In Her Shoes Review
There is always another chick-flick lurking on the corner to attack you. It's understandable considering the volume of more male-orientated action-movies out there and that is why I can also see how they get away with using the same story time and again. I mean, almost every aspect of human relationships (whether between friends, siblings, or lovers) has been done before and done to death and yet each new production tries to go one better. So when I encountered In Her Shoes, the trailer instantly made me yawn and wonder when they were going to give up. So, does the film live up to these low expectations or does it truly inject something fresh into the ever-burgeoning genre?
Maggie is a menace. Not just to everybody around her but actually to herself as well. She is one of the least responsible, most whimsical, carefree and frivolous girls on the planet. Sure she looks attractive, which is why she generally just uses her body to get from place to place, but with no goal in life other than the next drink and the next flirt, she is on the road to disaster. Rose, on the other hand, is a solid, upstanding lawyer who can be relied on and who knows exactly where she is going in life. She may be a little less glamorous, but she is a decent, reliable sort. You would never think that they could be sisters, but they are.
One day Maggie's antics land her homeless and she is forced to move in with Rose, which is not a particularly comfortable situation for either of them. However, Maggie's behaviour does not get any better and eventually she pushes Rose too far and loses the last, best friend she ever had. Will Maggie change her irresponsible behaviour? Will Rose ever forgive her? In Her Shoes is just about the most predictable movie in the world but, somehow, it manages to still be quite watchable and enjoyable over its whole two-hour duration (which is quite long for this kind of production).
Most of the charm is from the two main leads: Toni Collette and Cameron Diaz. Despite the fact that you find the most sympathy with Collette's reliable Rose, it is Diaz's Maggie who is the deeper character - she seems like just a flaky flirty loser but she is actually a melting pot of buried emotions and resentment because of the broken family that both siblings evolved from. There may be no excuse for Maggie to behave so recklessly, but there is a reason why she does. The two actresses are perfectly cast in their requisite roles (although Toni Collette whining about being fat was a little implausible) and carry it off well, bringing to this warm and occasionally moving drama (with plenty of comedy thrown into the mix) a sense of reality for their two thirtysomething roles.

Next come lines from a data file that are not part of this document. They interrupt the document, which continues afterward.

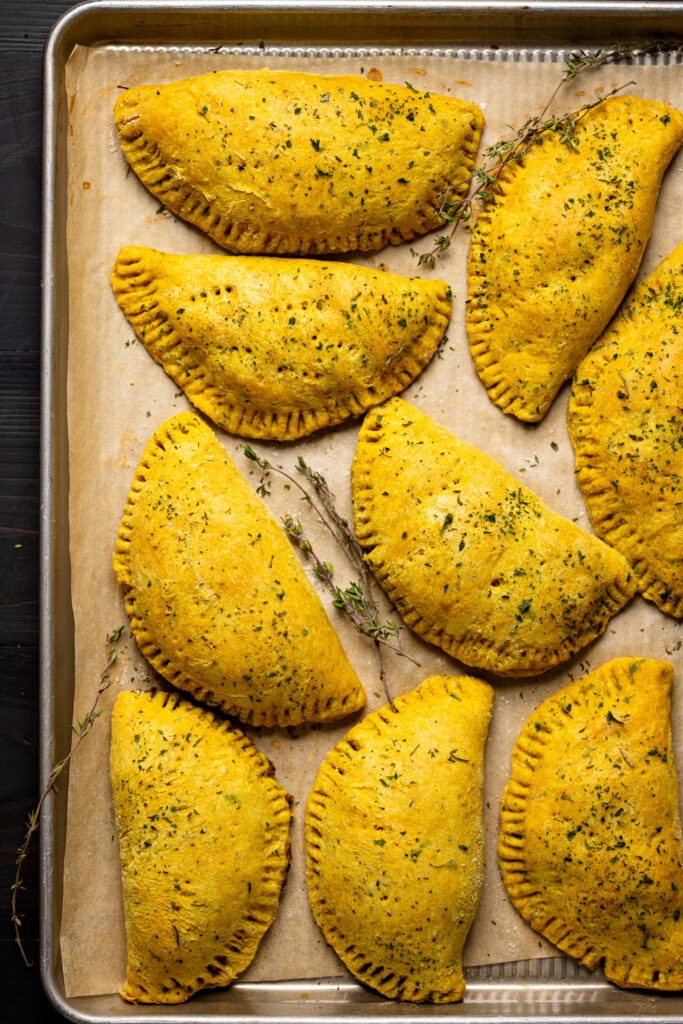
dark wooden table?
[0,0,73,1024]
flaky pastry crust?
[305,676,494,1002]
[110,692,290,1002]
[112,246,451,440]
[351,398,635,676]
[115,71,483,255]
[567,245,683,618]
[498,657,683,990]
[467,96,683,422]
[114,413,366,725]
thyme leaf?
[11,626,124,967]
[242,444,419,711]
[414,41,679,267]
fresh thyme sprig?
[11,626,123,967]
[415,42,666,267]
[242,444,419,711]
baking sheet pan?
[41,2,683,1020]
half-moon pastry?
[110,691,290,1002]
[567,245,683,618]
[305,676,493,1002]
[114,413,366,725]
[112,246,451,440]
[498,657,683,989]
[467,96,683,422]
[351,398,635,676]
[115,71,483,255]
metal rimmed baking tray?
[41,0,683,1022]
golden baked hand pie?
[567,245,683,618]
[111,692,290,1002]
[114,413,366,725]
[351,398,635,676]
[305,676,494,1002]
[112,246,451,440]
[467,96,683,422]
[499,657,683,989]
[115,71,482,255]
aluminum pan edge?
[39,0,683,1024]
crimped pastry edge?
[498,657,683,991]
[112,246,452,441]
[465,96,680,423]
[111,688,292,1004]
[351,399,636,679]
[304,676,494,1002]
[567,251,683,618]
[116,73,483,256]
[113,413,365,726]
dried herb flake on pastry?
[305,676,493,1002]
[114,413,366,725]
[567,245,683,618]
[112,246,451,440]
[499,657,683,990]
[351,398,635,676]
[115,71,482,255]
[110,692,290,1002]
[467,96,683,422]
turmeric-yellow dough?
[305,676,494,1002]
[499,657,683,990]
[111,692,290,1002]
[114,413,366,725]
[115,71,483,255]
[467,96,683,422]
[112,246,451,440]
[351,398,635,676]
[567,245,683,618]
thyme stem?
[242,444,419,711]
[414,42,666,267]
[11,626,123,967]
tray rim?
[39,0,683,1024]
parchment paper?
[61,47,683,997]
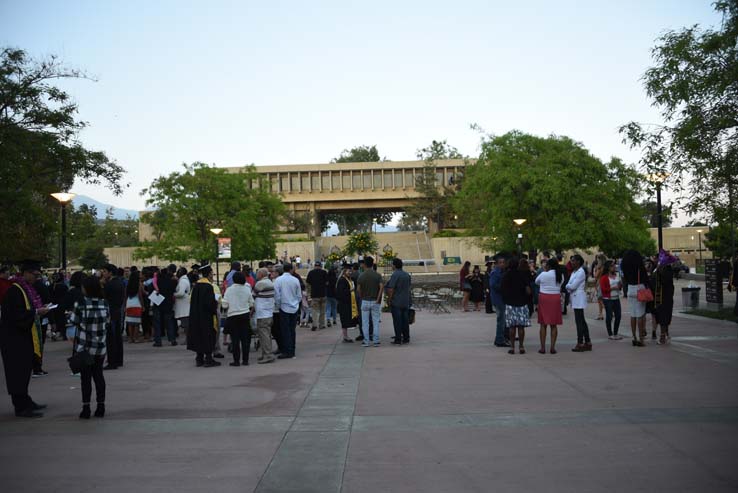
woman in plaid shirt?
[71,276,110,419]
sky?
[0,0,720,224]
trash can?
[682,288,702,308]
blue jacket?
[489,267,505,306]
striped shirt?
[70,297,110,356]
[254,277,274,320]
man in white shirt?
[274,263,302,359]
[254,267,274,364]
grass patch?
[684,308,738,323]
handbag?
[67,350,95,373]
[636,271,653,303]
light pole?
[51,192,76,273]
[646,172,669,251]
[513,219,527,257]
[210,228,223,283]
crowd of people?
[0,256,411,419]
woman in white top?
[536,258,564,354]
[599,260,623,341]
[221,272,254,366]
[174,267,192,334]
[566,254,592,353]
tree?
[621,0,738,258]
[321,145,392,235]
[453,131,655,255]
[704,223,736,259]
[403,140,460,230]
[640,200,672,228]
[134,163,284,262]
[0,48,124,261]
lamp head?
[51,192,77,204]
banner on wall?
[218,238,231,259]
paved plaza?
[0,288,738,493]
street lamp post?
[513,219,527,256]
[646,172,669,251]
[51,192,75,273]
[210,228,223,283]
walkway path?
[0,307,738,493]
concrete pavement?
[0,298,738,492]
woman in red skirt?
[536,258,564,354]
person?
[356,255,384,347]
[653,249,679,344]
[71,276,109,419]
[223,271,254,366]
[305,261,328,332]
[153,266,178,347]
[0,260,49,418]
[325,265,338,327]
[254,267,274,364]
[566,254,592,353]
[336,265,359,343]
[598,260,623,341]
[174,267,192,334]
[535,258,564,354]
[274,263,302,359]
[385,258,412,346]
[501,257,532,354]
[101,264,126,370]
[187,265,220,368]
[620,250,649,347]
[125,271,144,344]
[466,265,484,312]
[459,260,471,312]
[489,254,510,347]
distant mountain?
[72,195,138,219]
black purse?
[67,351,95,373]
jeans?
[310,297,325,329]
[154,308,177,344]
[361,300,382,344]
[79,356,105,404]
[279,310,300,356]
[106,313,123,368]
[574,308,592,344]
[390,306,410,343]
[226,313,251,365]
[602,298,622,336]
[495,303,505,344]
[325,297,338,322]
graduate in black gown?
[187,265,220,368]
[0,261,49,418]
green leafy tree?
[321,146,392,235]
[453,131,655,255]
[135,163,284,262]
[402,140,468,230]
[621,0,738,258]
[0,48,124,260]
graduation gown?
[0,284,36,395]
[187,279,218,354]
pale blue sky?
[0,0,719,222]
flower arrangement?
[343,232,379,255]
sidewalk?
[0,297,738,493]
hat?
[20,259,41,272]
[659,248,679,265]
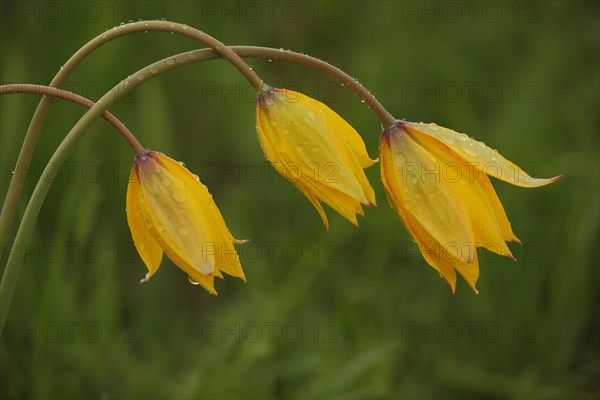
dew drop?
[172,191,185,203]
[462,145,478,157]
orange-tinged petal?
[156,158,246,281]
[136,152,215,275]
[381,126,474,263]
[256,89,375,226]
[403,122,563,187]
[126,166,163,280]
[416,129,518,259]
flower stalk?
[0,83,145,154]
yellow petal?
[149,152,246,283]
[126,165,163,280]
[403,122,563,187]
[136,152,215,276]
[256,89,375,225]
[415,130,518,259]
[381,127,474,263]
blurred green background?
[0,1,600,399]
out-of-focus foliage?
[0,1,600,398]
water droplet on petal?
[461,144,479,157]
[171,191,185,203]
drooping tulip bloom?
[256,88,376,228]
[380,121,562,292]
[127,151,245,294]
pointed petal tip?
[549,174,565,183]
[140,272,152,285]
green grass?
[0,1,600,399]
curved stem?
[0,21,268,248]
[232,46,396,129]
[0,83,146,154]
[0,46,398,331]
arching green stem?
[0,83,146,154]
[0,21,268,248]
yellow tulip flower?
[127,151,246,294]
[380,121,562,293]
[256,88,376,229]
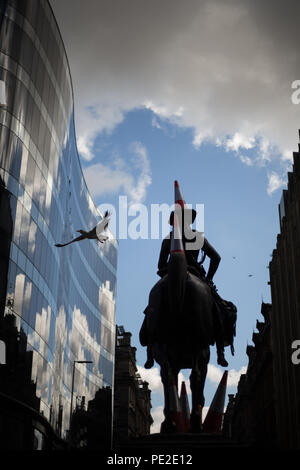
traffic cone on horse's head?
[170,377,185,433]
[203,370,228,434]
[179,382,191,432]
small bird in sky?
[55,211,111,248]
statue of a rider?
[141,184,236,369]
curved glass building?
[0,0,117,448]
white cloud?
[150,405,165,434]
[207,364,247,387]
[225,132,255,152]
[239,155,253,166]
[267,171,286,195]
[84,142,151,203]
[52,0,300,191]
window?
[0,80,6,106]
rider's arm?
[202,238,221,281]
[158,238,171,270]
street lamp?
[69,361,93,442]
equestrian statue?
[139,181,237,433]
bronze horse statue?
[140,214,215,433]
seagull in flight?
[55,211,111,248]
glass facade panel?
[0,0,117,442]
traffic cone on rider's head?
[174,181,185,209]
[170,181,185,253]
[170,378,185,433]
[179,382,191,432]
[203,370,228,434]
[170,211,185,254]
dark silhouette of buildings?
[224,131,300,449]
[270,135,300,449]
[113,327,153,444]
[70,387,112,452]
[0,0,117,449]
[223,303,277,448]
[70,326,153,451]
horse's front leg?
[190,348,210,432]
[160,361,178,434]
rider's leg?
[216,338,228,367]
[144,344,154,369]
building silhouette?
[113,326,153,445]
[270,135,300,449]
[223,303,277,449]
[224,131,300,449]
[71,326,153,452]
[0,0,117,449]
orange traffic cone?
[203,370,228,434]
[179,382,191,432]
[174,181,185,209]
[170,378,185,433]
[170,212,185,254]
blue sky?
[51,0,300,434]
[83,109,281,430]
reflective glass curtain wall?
[0,0,117,445]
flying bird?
[55,211,111,248]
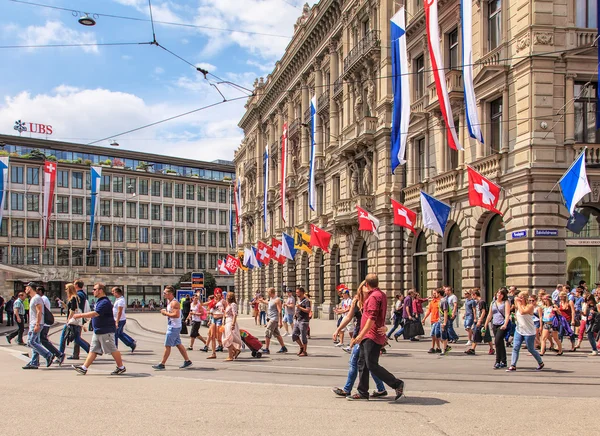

Through the introduction of a third important character - perhaps the one surprise you will get from the movie - played by the wonderful Shirley Maclaine, the drama is actually a little more thoughtful than your average 'chick flick' and graduates to a higher, more generally watchable level. In Her Shoes was never going to win any awards for originality, but still manages to provide just the right combination of laughs, tear-jerking and warm moments, along with likeable, despicable and understandable character traits - most of which we can all relate to in one way or another - so as to keep you entertained for its two-hour runtime. It may not breathe new life into the archetypal 'chick flick' but it is still a perfectly likeable little movie that wields commendable performances from the two female leads. Sure, it may well be biased slightly towards female audiences but it comes recommended nonetheless and there's certainly plenty for couples to enjoy here.